Research work that has now been published has shown that the quality of model responses is generally high. On average it obtained a score of 8.25 out of 10 points. “We observed that ChatGPT provides balanced and nuanced arguments and concludes many answers with a comment that encourages critical review to avoid biased answers,” says Maike Gossen of TU Berlin. For example, ChatGPT answered the question “How is marine life affected by climate change and how can negative impacts be reduced?” Not only is the reduction of greenhouse gas emissions mentioned, but also?
Reduce non-climate impacts of human activities such as overfishing and pollution.
Relevant error rate
The accuracy of more than half of the answers was even rated out of 10. But you should not rely on the results to always be so high. In 6.25 percent of the answers, the precision did not reach more than 3 points, and in 10 percent, the relevance did not reach a value higher than 3.
Of the questions answered inaccurately, the most common error was caused by hallucinations of facts. For example, ChatGPT’s answer to the question “What percentage of recyclable waste is actually recycled in Germany?” Correct in broad strokes, but not in the details. According to the Federal Environment Agency, in 2020 it was 67.4 percent, while ChatGPT said it was 63 percent.
ChatGPT is inventive, but looks credible
In some cases, ChatGPT generated false or false information, such as fabricated references or fake links, including to supposed articles and contributions in scientific publications. More errors arose in cases where ChatGPT cited specific and correct scientific sources or literature, but drew incorrect conclusions from them.
The researchers were also able to observe that ChatGPT’s inaccurate answers were phrased so plausibly that they were incorrectly perceived as correct. “Because text generators like ChatGPT are trained to give answers that seem correct to people, the safe answer style can trick people into thinking the answer is correct,” says Maike Gossen.
The team also found misinformation in social discourse or prejudices. For example, some of ChatGPT’s incorrect answers reflected misunderstandings about effective actions against climate change. This includes the overestimation of individual behavioral changes, but also individual measures of little impact that slow down structural and collective changes of greater impact. At times, responses also seemed overly optimistic about technological solutions as a key way to mitigate climate change.

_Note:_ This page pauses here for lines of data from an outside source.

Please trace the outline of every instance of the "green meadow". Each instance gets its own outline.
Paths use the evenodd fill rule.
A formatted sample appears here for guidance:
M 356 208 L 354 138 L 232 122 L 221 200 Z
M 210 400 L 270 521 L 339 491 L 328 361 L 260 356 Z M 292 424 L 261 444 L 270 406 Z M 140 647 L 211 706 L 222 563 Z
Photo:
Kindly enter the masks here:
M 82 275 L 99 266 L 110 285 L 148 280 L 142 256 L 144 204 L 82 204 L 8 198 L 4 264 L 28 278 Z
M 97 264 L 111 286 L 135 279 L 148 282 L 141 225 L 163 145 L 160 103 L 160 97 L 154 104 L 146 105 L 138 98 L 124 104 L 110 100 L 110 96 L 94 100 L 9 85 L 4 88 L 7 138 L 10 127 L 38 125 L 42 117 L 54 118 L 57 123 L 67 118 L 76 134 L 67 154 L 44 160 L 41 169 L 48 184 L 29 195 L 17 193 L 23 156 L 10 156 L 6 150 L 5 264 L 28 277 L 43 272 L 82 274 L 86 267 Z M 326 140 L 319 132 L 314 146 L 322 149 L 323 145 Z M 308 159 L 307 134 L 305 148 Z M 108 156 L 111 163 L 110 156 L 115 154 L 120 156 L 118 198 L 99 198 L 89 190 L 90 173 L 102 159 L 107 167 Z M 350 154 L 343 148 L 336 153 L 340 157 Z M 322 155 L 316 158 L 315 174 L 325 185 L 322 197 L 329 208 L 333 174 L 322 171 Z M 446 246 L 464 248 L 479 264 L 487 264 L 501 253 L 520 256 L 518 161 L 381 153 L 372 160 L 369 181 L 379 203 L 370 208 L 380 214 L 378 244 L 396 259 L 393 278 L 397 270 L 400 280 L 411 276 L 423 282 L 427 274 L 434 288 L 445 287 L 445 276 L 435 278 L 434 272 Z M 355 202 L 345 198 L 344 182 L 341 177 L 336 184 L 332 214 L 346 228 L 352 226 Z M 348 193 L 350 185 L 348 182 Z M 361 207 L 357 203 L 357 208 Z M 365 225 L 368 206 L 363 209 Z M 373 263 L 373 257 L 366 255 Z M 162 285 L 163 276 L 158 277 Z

Valuable but fallible source.
The scientists conclude that large language models like ChatGPT could be a valuable source of information on climate change. However, there is a risk that they will spread and promote false information about climate change because they already reflect outdated facts and misunderstandings.
Their brief study shows that checking sources of environmental and climate information is more important than ever. However, recognizing incorrect answers often requires detailed expertise in the relevant topic area, especially since they seem plausible at first glance.